Ils remettent également en question l'article qui permet la dissolution administrative des « irrégularités », qui ouvre l'espace aux interprétations discrétionnaires de la surintendance de l'économie populaire et de solidarité.
Les critiques soulignent également l'inclusion dans les articles des sujets en dehors de la portée associative, tels que les dispositions liées à l'exploitation minière, aux taxes ou à la pardon des dettes de sécurité sociale. Pour les organisations, ces ajouts déforment la nature d'un règlement qui a été initialement présenté comme une «loi des fondations» et révèle une utilisation approfondie du processus économique urgent sans débat technique ou social suffisant.

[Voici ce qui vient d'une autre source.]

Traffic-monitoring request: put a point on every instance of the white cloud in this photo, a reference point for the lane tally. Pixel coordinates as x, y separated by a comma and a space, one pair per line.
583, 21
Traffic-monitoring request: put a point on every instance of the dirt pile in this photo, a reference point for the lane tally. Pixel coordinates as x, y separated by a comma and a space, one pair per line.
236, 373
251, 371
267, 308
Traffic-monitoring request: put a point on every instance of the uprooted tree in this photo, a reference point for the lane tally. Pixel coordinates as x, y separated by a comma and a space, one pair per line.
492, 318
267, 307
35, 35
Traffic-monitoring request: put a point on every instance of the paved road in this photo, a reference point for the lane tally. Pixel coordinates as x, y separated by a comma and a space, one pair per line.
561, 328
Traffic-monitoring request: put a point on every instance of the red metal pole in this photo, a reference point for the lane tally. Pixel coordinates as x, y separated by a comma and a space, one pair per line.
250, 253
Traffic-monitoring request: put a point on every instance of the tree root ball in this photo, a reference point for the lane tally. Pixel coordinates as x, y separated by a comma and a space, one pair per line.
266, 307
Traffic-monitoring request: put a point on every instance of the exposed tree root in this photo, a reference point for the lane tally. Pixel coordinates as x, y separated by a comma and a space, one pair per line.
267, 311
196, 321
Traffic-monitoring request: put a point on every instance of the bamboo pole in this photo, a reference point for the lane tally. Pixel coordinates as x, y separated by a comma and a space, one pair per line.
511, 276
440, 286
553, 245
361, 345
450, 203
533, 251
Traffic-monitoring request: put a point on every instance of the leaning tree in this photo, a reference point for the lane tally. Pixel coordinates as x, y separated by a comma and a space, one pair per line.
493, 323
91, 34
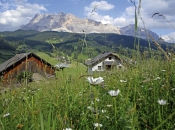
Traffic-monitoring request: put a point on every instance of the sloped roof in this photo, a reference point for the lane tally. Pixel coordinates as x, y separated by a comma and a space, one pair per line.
17, 58
100, 57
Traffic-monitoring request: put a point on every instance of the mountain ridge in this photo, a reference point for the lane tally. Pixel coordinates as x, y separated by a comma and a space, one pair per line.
68, 23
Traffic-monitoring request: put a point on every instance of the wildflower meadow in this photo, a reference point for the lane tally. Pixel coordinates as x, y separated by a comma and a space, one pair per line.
139, 97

Face à ce scénario, les 40 organisations signataires – parmi lesquelles sont fondamentales, les journalistes sans chaînes, le dialogue diversifié, la Colibrí Alas Foundation, le réseau national d'organisations sociales coopératives des MIES, le réseau de femmes rurales et les femmes diverses de l'Équateur et les effets nationaux des femmes, et soumettent une demande de non-intentionnalité contre la loi.
Dans leur déclaration, les organisations mettent l'accent sur les objectifs de la prévention du blanchiment d'argent et du renforcement de la transparence, mais insistent sur le fait que ces objectifs légitimes doivent être atteints avec des normes équilibrées et non par des mécanismes qui criminalisent le secteur: «En affectant le secteur OSC, les acteurs qui travaillent pour l'équalité et la création de cohésion sociale sont affaiblies et construites en cohésion sociale, dans un contexte de contexte de l'insécurité et de la violence lors de leur objectif.
La décision, quant à elle, soutient que la loi sur la transparence sociale permettra de combler les lacunes juridiques, de renforcer la confiance des citoyens et de protéger la stabilité financière contre le crime organisé.